题图摄于北京北三环
注:微信公众号不按照时间排序,请关注公众号“亨利笔记”,并加星标以置顶,以免错过更新。
(本文作者系VMware中国研发云原生实验室架构师,负责云原生、机器学习等方面的创新项目。)
GPU 的虚拟化解决方案通常存在一些不足:
Bitfusion 是 vSphere 的一个强大功能,通过网络提供远程 GPU 池来解决以上这些问题。Bitfusion 使得 GPU 可以像计算资源一样被抽象、分区、自动化和共享。
另一方面,Kubernetes 已经成为事实上的部署和管理机器学习工作负载的平台,但 Kubernetes 没有提供一种原生方式来使用 Bitfusion 的远程 GPU 池。这一限制成为 Kubernetes 上的作业使用 Bitfusion GPU 的关键挑战。Kubernetes 需要一种友好的方式来使用 Bitfusion GPU 资源:
我们开发了一个 Bitfusion 的 device plugin,并且开源了相关代码。该项目通过在 Kubernetes 使用 Bitfusion 的方式来实现 GPU 共享能力。

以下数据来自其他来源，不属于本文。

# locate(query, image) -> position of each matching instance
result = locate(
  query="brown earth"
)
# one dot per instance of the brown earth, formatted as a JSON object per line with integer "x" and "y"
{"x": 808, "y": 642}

开源代码地址:https://github.com/vmware/bitfusion-with-kubernetes-integration
1.架构
我们通过以下两个组件来实现允许 Kubernetes 使用 Bitfusion 的目的。
组件1和组件2分别内置在独立的 Docker 镜像中。 bitfusion-device-plugin 作为DaemonSet 运行在kubelet所在的每个工作节点上。 bitfusion-webhook 作为Deployment 运行在Kubernetes主节点上。
如果需要启用配额功能,需要更新以下的yaml文件。
vim bitfusion-with-kubernetes-integration/bitfusion_device_plugin/webhook/deployment/bitfusion-injector.yaml
为TOTAL_GPU_MEMORY 设置合适的值,TOTAL_GPU_MEMORY 代表 Bitfusion Server 所管理的 GPU 物理设备的显存大小,单位是MB。
apiVersion: apps/v1
...
env:
- name: TOTAL_GPU_MEMORY
value: 16000
...
为了启用Bitfusion,用户必须生成一个用于授权的Bitfusion Token,并将相关的tar文件下载到安装机器上。按照以下步骤从vCenter获取Token:
Step 1. 登录 vCenter Step 2. 在插件部分点击Bitfusion
Step 3. 选择Tokens 标签,然后选择要下载的适当的token
Step 4. 点击 DOWNLOAD 按钮, 在此之前需要确保token是可用的
如果列表中没有可用的 token, 需要点击 NEW TOKEN 来创建 Token. 更多详情,
请参阅: https://docs.vmware.com/en/VMware-vSphere-Bitfusion/2.5/Install-Guide/GUID-361A9C59-BB22-4BF0-9B05-8E80DE70BE5B.html
将 Bitfusion Baremetal Token 文件上传到安装机器。使用以下命令解压缩文件:
$ mkdir tokens
$ tar -xvf ./2BgkZdN.tar -C tokens
现在我们得到了三个文件在目录 tokens/ 中,分别是: ca.crt, client.yaml 和 services.conf :
tokens
├── ca.crt
├── client.yaml
└── servers.conf
然后使用以下命令在Kubernetes中的kube-system 命名空间中创建一个secret :
$ kubectl create secret generic bitfusion-secret --from-file=tokens -n kube-system
更多关于kubectl 信息,请参阅: https://kubernetes.io/docs/reference/kubectl/overview/
这里有两种部署的方式,可以选择其中任意一种:
3.1 部署方式1: 使用已经构建好的容器镜像部署 (推荐)
使用以下命令克隆源代码:
$ git clone https://github.com/vmware/bitfusion-with-kubernetes-integration.git
使用以下命令部署 Bitfusion device plugin 和其他相关组件,需要确保Kubernetes 集群可以连接到 Internet。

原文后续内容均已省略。